Get the latest from Beat

12.02.2020

Sarah Mary Chadwick’s new album ‘Please Daddy’ is heart-wrenching and confronting

Sarah Mary Chadwick
Words by Hayley Austen

A few confronting themes touched on here.

On Please Daddy, the ever-prolific Sarah Mary Chadwick presents us a collection of heart-wrenching, unsweetened tracks that are only suitable for brave ears. The release of the statement, “I tried to kill myself this year, so maybe this song is too powerful”, alongside second single ‘When Will Death Come’, encapsulates the gravity of the situation.

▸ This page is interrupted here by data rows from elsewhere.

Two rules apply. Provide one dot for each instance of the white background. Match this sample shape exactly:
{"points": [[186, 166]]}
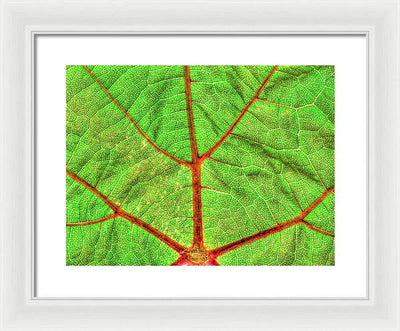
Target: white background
{"points": [[348, 278]]}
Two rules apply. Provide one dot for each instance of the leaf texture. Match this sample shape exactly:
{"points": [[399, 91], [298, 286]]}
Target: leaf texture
{"points": [[200, 165]]}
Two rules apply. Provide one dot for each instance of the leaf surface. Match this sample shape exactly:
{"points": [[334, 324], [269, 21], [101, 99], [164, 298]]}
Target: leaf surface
{"points": [[205, 165]]}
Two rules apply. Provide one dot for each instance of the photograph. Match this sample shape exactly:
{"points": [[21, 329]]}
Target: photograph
{"points": [[203, 165]]}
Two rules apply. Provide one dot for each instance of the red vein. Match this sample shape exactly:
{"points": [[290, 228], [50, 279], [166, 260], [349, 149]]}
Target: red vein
{"points": [[314, 228], [299, 219], [236, 122], [129, 117], [100, 220], [129, 217], [195, 166]]}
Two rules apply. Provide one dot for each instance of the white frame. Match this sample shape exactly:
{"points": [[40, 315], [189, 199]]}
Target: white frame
{"points": [[22, 20]]}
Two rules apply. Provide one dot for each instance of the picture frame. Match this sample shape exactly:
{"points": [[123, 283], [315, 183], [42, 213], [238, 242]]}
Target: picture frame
{"points": [[23, 21]]}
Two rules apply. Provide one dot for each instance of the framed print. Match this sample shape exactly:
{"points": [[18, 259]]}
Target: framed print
{"points": [[235, 172]]}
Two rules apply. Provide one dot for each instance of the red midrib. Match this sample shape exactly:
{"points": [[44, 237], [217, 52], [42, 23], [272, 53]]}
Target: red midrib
{"points": [[195, 167]]}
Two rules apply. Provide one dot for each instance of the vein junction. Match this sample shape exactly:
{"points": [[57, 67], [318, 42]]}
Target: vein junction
{"points": [[197, 253]]}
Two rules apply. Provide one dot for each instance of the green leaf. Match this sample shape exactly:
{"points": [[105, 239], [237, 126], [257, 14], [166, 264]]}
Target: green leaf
{"points": [[200, 165]]}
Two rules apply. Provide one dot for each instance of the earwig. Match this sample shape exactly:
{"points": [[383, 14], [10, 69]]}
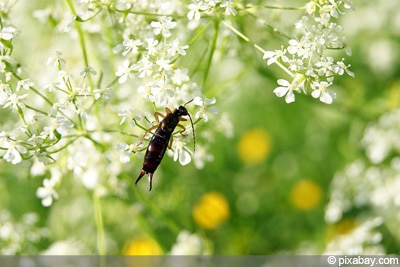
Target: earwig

Please Daddy, the New Zealand artist’s sixth LP, is a truly crushing accolade to mental health and sees Chadwick at her most vulnerable. Since leading the post-grunge band Batrider in the 2000s, Chadwick has swapped out distorted guitar for brooding acoustic sessions to create a plenary mix of ballads and odes that leave us feeling tender.

However, an oddly uplifting tone remains present throughout the album as emotive lyrics are paired with touching orchestral elements. ‘Please Daddy’, possibly the darkest track, is accompanied by jubilant trumpets to give the song a touch of air. Similarly, ‘The Heart and Its Double’ is accompanied by a flute counter-melody that softly compensates for the track’s intense unhappiness.

I hear influences from Lucy Dacus’ lyrical content, Peter Jefferies’ songwriting and, of course, Sylvia Plath’s iconic poem Daddy, which Chadwick plays tribute to in the name of the LP. Please Daddy will put you in a trance of melancholic rises and falls until,  before you know it, you’re crying on the bathroom floor. I know I was.